# Best Customers and Velvet Rope Marketing (Part 6)

The Math

We have made a very simple VRM Calculator. Only a few inputs are needed to get started: the revenue and number of annual transactions for the 10th percentile customer. One can go with defaults for the rest.

Let’s take a business with 100 customers. If it is a business where customers tend to repeat transactions (retail, commerce, broking), the likelihood is that a small number of customers will account for a large percentage of revenue. Let’s take this split to be 20-60 where 20 customers account for 60% of revenue.

The 20-60 split is true for many businesses (except the subscription businesses like Netflix or the large single purchase ones like buying an automobile or a home). The 20-60 split in retail is well-known. (ome other businesses like gaming or broking may have an even more extreme skew like 10-80. We created a model for that also in the calculator. For the calculations here, we will go with the 20-60 model.

Let’s further assume we can model the revenue of each customer in the preceding 12 months into two components: the average value of each transaction and the number of transactions.

If we assume the 10th customer (ranked in order of customer value from high to low) does 4 transactions with an average value of 1000 units, for a 20-60 business the customer value curve will look something like this:

The area under the curve is the total predicted revenue. As can be seen this value is concentrated towards the left of the curve (the head). The head (top 20 customers) will generate about 60% of revenue. In this case, the top 20 customers will generate about 106,000 units of revenue, while the long tail (remaining 80 customers) will generate about 81,000 units of revenue.

The average revenue of the top 20 customers is 5 times more than the average revenue of the other 80 customers. As a marketer or business head, it is obvious that the customers in the head are many times more valuable than the long tail. Some customers are indeed more equal!

Let us now assume that a set of marketing initiatives targeted at the top 20 customers help grow the revenue by 15%. Thus, the 10th customer now does 4.2 transactions of 1100 units to generate 4620 units annually (vs 4000 units earlier).

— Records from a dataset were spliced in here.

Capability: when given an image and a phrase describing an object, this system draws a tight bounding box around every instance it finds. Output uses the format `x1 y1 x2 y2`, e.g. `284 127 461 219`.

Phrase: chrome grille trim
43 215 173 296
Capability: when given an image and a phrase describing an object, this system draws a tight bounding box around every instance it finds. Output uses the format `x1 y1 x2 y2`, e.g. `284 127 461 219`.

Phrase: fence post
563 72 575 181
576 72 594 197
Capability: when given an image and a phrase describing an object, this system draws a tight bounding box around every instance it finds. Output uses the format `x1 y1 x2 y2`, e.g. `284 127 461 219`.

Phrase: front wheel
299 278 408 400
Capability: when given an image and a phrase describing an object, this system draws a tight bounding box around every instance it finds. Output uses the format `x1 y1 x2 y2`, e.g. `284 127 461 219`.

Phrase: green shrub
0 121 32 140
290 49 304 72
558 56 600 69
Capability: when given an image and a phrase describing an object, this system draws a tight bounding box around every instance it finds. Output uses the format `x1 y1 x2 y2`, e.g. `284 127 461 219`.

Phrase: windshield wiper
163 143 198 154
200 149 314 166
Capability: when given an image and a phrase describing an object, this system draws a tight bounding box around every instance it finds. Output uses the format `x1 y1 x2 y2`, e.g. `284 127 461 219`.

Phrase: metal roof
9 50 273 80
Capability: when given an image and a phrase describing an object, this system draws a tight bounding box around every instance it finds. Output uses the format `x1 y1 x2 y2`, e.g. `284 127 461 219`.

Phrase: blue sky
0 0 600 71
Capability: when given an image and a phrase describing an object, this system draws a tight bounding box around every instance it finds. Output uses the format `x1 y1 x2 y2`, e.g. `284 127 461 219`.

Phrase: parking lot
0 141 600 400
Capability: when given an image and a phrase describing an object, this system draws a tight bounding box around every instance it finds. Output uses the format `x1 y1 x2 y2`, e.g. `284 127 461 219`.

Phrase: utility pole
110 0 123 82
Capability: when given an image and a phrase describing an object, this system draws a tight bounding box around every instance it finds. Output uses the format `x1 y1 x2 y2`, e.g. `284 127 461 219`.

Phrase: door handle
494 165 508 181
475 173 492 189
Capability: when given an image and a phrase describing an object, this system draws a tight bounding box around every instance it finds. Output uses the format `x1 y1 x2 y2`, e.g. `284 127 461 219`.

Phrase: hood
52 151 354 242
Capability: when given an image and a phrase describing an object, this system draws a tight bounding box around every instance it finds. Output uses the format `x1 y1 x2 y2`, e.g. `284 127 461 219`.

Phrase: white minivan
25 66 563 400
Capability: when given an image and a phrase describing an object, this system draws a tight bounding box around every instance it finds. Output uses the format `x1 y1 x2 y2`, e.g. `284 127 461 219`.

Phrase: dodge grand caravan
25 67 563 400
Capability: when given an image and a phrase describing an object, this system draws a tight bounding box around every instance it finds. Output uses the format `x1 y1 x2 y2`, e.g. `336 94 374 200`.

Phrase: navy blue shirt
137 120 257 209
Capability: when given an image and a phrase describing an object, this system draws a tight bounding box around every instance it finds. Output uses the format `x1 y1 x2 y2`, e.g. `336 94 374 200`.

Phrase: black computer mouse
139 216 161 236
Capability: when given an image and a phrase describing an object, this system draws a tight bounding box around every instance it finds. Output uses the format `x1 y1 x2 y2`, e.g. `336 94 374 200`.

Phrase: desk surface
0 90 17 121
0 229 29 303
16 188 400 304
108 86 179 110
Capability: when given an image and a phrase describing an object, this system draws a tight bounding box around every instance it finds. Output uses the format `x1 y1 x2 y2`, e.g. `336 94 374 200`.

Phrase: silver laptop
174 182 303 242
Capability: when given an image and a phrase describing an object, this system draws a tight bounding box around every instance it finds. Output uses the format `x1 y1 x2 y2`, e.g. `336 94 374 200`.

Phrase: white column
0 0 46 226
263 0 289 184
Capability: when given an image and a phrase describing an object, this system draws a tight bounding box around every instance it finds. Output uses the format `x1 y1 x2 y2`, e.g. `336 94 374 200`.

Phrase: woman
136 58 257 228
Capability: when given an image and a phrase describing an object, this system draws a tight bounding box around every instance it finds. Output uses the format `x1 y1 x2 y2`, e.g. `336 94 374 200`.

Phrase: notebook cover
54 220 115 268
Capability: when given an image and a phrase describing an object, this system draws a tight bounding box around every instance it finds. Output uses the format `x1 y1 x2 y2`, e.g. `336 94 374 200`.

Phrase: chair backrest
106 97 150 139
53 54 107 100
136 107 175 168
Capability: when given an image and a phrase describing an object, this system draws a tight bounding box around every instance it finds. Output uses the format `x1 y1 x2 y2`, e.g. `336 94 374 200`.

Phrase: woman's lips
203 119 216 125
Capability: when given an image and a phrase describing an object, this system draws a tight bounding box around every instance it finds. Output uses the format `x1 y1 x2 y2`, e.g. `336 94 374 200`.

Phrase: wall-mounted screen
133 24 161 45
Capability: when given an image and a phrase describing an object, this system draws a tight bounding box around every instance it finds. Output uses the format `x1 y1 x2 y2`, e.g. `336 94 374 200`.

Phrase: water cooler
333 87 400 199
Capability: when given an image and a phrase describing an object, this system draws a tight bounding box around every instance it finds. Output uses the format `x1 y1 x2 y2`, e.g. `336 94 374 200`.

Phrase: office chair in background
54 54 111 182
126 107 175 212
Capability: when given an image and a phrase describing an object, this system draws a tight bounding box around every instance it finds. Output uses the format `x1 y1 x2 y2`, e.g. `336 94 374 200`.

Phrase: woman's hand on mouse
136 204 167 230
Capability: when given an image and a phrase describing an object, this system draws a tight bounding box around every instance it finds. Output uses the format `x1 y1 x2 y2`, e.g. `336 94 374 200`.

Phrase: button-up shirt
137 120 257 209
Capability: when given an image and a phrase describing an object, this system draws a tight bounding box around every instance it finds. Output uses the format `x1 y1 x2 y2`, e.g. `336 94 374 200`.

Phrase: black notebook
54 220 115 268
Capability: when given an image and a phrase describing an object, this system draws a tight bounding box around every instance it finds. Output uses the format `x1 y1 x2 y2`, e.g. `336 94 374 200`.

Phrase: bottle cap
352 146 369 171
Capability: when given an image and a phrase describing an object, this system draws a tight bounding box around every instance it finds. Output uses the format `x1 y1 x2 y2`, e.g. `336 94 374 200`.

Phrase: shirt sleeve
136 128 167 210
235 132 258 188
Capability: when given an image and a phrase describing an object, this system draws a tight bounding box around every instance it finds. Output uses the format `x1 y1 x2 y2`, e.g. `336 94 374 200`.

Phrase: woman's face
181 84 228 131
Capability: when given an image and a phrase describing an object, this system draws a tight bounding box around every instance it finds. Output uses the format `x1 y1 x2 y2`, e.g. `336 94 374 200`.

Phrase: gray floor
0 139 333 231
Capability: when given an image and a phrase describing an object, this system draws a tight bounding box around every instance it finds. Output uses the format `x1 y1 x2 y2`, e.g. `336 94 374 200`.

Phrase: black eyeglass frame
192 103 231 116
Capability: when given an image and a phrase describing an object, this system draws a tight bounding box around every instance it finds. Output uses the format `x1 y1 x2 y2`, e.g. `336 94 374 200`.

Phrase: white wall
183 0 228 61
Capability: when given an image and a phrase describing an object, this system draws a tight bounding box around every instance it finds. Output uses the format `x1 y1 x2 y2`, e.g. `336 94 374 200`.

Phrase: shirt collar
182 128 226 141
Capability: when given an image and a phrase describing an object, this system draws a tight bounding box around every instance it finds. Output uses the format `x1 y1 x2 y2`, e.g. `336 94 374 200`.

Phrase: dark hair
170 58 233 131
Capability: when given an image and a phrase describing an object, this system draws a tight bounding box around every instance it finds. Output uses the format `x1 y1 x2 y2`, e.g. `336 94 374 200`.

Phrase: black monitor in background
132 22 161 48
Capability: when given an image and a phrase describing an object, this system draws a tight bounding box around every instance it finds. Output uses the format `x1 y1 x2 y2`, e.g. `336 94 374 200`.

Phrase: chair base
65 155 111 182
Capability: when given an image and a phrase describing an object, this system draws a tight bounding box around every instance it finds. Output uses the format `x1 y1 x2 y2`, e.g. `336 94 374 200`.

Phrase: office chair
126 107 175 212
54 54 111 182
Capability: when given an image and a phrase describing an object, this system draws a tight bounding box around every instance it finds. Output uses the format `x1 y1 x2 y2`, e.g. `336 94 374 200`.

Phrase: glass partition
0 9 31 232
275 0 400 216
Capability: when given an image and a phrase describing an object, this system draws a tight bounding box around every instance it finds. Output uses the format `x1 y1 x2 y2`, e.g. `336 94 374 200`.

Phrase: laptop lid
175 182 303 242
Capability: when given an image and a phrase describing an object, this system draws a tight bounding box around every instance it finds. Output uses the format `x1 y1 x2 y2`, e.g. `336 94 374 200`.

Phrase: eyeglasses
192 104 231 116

In all likelihoods, the efforts directed at the top 20 customers will have a rub-off effect on revenues from the other 80 also. All the gross margin generated by the additional revenue will flow to profits. Guess what the increase in profits will be? 93%.

Because of the high contribution of the top 20% to overall revenue, the EBIDTA of the business almost doubles. (I have assumed 60% gross margin and costs at 50% of revenue. Post-VRM, I have assumed the same costs since much of the VRM ideas can be delivered via tech and not adding extra people. In fact, implementing VRM well can lead to lower ad spends because the targeting for new customer acquisition can be much more selective and linked to the attributes of the Best Customers.)

Here is how the full picture looks:

A small increase in revenue…leading to a giant increase in profits. This is what VRM can do for businesses. And yet – few actually make this magic happen.